ただただ 静かに東郷の言葉を待っていた。
『はははっ・・・優子。そんな 泣きそうな顔をする事はない。
唯の過労と面倒な定期検査だ。
お前さんの倍 生きてきた身体だ。多少のガタが来て当たり前だ。
そんな 不安そうな顔をして 心配せんでいい。
ただ 政治家じゃないが 今こうして 病院に入っている事自体は 悟られる事を避けるに越した事がないのが 私の立場だ。
予定では 1週間の検査だ。
お前さんの事だ。毎日 見舞いに来るつもりだろうが 今回は 静かに自宅で 待つんだ。
私は 直ぐに 戻る。言っている意味が 分かるな、優子。』
喉まで 出掛かっている言葉を 飲み込む様にして 静かに優子は 頷いた。
『処で 警察は動き出した様だな。いつ何時 連絡があるかも知れんから 優子も出来るだけ 自宅で待機しておくんだぞ。
あの弁護士の杉浦は 俊腕弁護士だ。信用して大丈夫だ。上手く警察と話を付けてくれるから 安心して 吉報を待つんだ。
それに 警察もお前さんが持ち込んだ証拠で 深田興業を叩けると 喜んでいる様だ。
少々 奴らも やりすぎたよう様だな。はははっ・・・。
己を知らん奴は いつか 思い上がって 足元を掬われる。』
東郷の言葉は 幾つもの 深い河を渡って来た男の真実の言葉だったのだろうが 正直 優子は東郷の体の事が心配で 成らなかった。

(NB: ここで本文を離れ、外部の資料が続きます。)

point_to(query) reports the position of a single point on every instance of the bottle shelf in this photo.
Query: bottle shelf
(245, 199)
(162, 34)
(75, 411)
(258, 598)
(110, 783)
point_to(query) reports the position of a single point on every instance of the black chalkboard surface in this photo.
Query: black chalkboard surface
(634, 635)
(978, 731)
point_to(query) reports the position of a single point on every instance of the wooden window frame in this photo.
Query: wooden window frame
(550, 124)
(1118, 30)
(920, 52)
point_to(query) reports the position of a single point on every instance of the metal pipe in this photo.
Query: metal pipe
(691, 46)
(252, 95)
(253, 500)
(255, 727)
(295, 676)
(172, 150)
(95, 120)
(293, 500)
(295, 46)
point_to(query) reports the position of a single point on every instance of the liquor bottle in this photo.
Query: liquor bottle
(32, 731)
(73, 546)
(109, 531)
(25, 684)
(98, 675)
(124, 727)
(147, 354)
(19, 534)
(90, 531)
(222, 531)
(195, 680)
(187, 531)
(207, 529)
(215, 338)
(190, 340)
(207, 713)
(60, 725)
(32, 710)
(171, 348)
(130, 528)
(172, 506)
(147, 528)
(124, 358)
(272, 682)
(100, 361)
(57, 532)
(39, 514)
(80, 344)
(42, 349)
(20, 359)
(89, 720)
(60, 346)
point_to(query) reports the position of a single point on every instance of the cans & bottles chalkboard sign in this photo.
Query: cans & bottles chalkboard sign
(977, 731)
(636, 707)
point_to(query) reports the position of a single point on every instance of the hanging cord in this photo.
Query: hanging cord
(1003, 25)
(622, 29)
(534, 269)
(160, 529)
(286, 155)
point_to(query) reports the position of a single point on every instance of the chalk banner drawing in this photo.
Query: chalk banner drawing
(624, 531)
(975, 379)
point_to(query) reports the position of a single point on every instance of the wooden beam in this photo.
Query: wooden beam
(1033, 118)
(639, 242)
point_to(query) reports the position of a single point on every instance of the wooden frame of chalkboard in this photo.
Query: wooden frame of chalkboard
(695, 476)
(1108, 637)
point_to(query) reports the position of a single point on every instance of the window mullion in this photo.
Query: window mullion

帰宅して 自室に戻った優子は ボンヤリと花瓶に生けた花に目をやった。
ポトリと落ちている花弁を 見つけ 思わず 花瓶から全ての花を抜き取り ゴミ箱に捨てた。
(本当に 定期検査なのだろうか・・・。あの物々しい機械に囲まれた東郷の姿。此処最近の 東郷の様子・・・。何度か尋ね様としては 止められた。けれど 東郷の言葉を信じたい!)
優子は今一度 出掛ける準備をして 全ての部屋を 見て回った。
幾つか もう 生気を失い掛けている花もある。
ここ数日 バタバタとしていた所為だ。
お手伝いの人に声を掛けて 優子は 花屋へと向かった。
ジッとしていられない自分を 励ますように 一抱えの花を注文し 配達して貰う様に手配した。
届いた花の中から 一番最初に 茶室に花を活けた。
活けながら 優子は 声を殺して 泣き続けていた・・・・。
この部屋で 幾度 東郷の為に 茶を点てて来た事か。
この静かな場所に 東郷の姿が無い事が これ程までに 胸を締め付けられるとは 自分でも思いも寄らなかった。
(お帰りをお待ちしております。)
何度も何度も 心の中で 呟く優子だった。



警察からも杉浦さんからも何の連絡もない儘に 一週間が過ぎた。
部屋に引き篭もりがちに成っていた優子の部屋のドアが 静かにノックされた。
『はい・・・どうぞ。』
『失礼致します。今 お電話がありまして ご主人様が お戻りに成られるという事です。』
思わず椅子から立ち上がり 
『何時ごろですか?それは・・・』
『夕食時までには お戻りに成られるという事でしたが。』
思わず時計を見ると もう 3時近い。
『分かりました。直ぐに出入りの魚屋に電話をして 粋のいい物を刺身で届けさせて下さい。それと 小鉢のお料理は 私も手伝いますので 何か旬のものを買って来てください。
直ぐに 私も用意をして 下に参りますので 御願いいたします。あっ!!お肉も 取り敢えず 用意しておいて下さい。』
『はい。分かりました。』
優子は 直ぐにシャワーを浴び 手際よく着物に着替えて 明るめに化粧を施し 急いで階下に降りて行った。
直ぐにでも 茶が点てられる様に 一番最初に 茶室を覗き それから キッチンへと向かった。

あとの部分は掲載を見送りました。